Nous nous attendons à ce que l’administration Trump mette en œuvre sa vision populiste du protectionnisme via une approche spécifique à chaque secteur plutôt que de chercher une confrontation globale, ce qui répondrait plus spécifiquement aux préoccupations concernant l’emploi des hommes blancs sans formation universitaire des « swing states ».

De plus, une bonne part des craintes associées à un retrait des États-Unis du commerce mondial se fonde sur une vision « à l’ancienne » de la contribution des pays émergents à l’économie mondiale. La source de son rattrapage en matière de croissance ne réside plus simplement dans des investissements importants dans des actifs réels, d’un côté, et la production industrielle de masse de biens bon marché pour les consommateurs des riches pays occidentaux, de l’autre. La prochaine étape de leur croissance sera centrée sur la demande domestique - et de manière importante, à notre sens, sur des dynamiques entre les différents marchés émergents.

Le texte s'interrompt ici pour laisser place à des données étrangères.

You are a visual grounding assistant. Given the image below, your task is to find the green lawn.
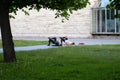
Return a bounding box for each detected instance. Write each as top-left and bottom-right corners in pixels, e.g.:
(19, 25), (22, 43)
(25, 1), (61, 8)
(0, 40), (48, 48)
(0, 45), (120, 80)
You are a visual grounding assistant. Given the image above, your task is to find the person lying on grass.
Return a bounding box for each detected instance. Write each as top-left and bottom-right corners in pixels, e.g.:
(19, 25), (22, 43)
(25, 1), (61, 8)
(48, 37), (75, 46)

Cela est déjà le cas. Depuis 2010, la dynamique de la demande domestique dans les principaux pays émergents a généralement été un moteur de croissance supérieur à celui des échanges commerciaux. Depuis 2000, les exportations des pays émergents vers les économies développées sont tombées de 80% à 60% du total de leurs exportations, ce qui signifie que la proportion du commerce « intra-émergents » a doublé (Figure 3) [3].

Toutefois, cette tendance, qui représente le prochain grand pas dans le processus de la mondialisation, n’en est qu’à ses débuts. On oublie aisément la « globalisation » que représente la simple connexion entre Chine de l’ouest et Chine de l’est, en terme de lien entre des marchés qui s’ouvrent l’un à l’autre. C’est l’idée qui a présidé à la double initiative de développement économique (Ceinture économique de la route de la soie/Route maritime de la soie) lancée par la Chine en 2013 pour se connecter au reste de l’Eurasie et connue sous le nom « One belt, one road » (Une route, une ceinture). Cette vision transfigure la physionomie du commerce mondial en stimulant la demande domestique de ces différentes régions, surtout lorsque l’infrastructure nécessaire est déployée.

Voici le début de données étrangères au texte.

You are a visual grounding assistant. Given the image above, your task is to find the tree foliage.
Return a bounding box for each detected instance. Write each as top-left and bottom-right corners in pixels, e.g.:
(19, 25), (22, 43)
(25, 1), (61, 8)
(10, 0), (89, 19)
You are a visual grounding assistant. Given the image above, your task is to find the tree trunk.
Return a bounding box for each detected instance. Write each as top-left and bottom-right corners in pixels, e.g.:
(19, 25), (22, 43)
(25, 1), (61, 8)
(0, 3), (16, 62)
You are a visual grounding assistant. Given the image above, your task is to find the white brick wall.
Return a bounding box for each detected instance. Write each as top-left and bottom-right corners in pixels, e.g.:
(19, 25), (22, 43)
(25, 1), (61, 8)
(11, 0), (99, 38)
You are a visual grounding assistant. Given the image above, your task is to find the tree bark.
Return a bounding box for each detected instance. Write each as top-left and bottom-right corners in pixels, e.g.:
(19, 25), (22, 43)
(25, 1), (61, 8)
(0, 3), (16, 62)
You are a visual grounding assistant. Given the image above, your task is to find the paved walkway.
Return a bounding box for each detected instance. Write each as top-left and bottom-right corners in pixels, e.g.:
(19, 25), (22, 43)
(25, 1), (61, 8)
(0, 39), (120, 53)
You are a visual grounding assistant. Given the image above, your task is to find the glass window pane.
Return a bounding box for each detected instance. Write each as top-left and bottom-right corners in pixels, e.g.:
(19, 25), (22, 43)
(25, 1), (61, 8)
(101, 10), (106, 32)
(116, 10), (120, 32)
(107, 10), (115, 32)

Cela ne signifie pas que certains secteurs des marchés émergents – et même des économies entières – ne sont pas plus en risque que d’autres sous l’effet de cette transformation. Il ne faut pas être surpris de constater sur la Figure 4 que les semi-conducteurs à Taiwan ou en Corée, et l’équipement automobile au Mexique sont parmi les plus vulnérables.

Clairement, les modèles économiques fondés sur des exportations vers les USA devront s’adapter à ce nouveau monde d’échanges intra-émergents. Probablement, cet ajustement aurait été nécessaire de toute façon, mais le vote protestataire de la « ceinture de la rouille » américaine le rend plus urgent.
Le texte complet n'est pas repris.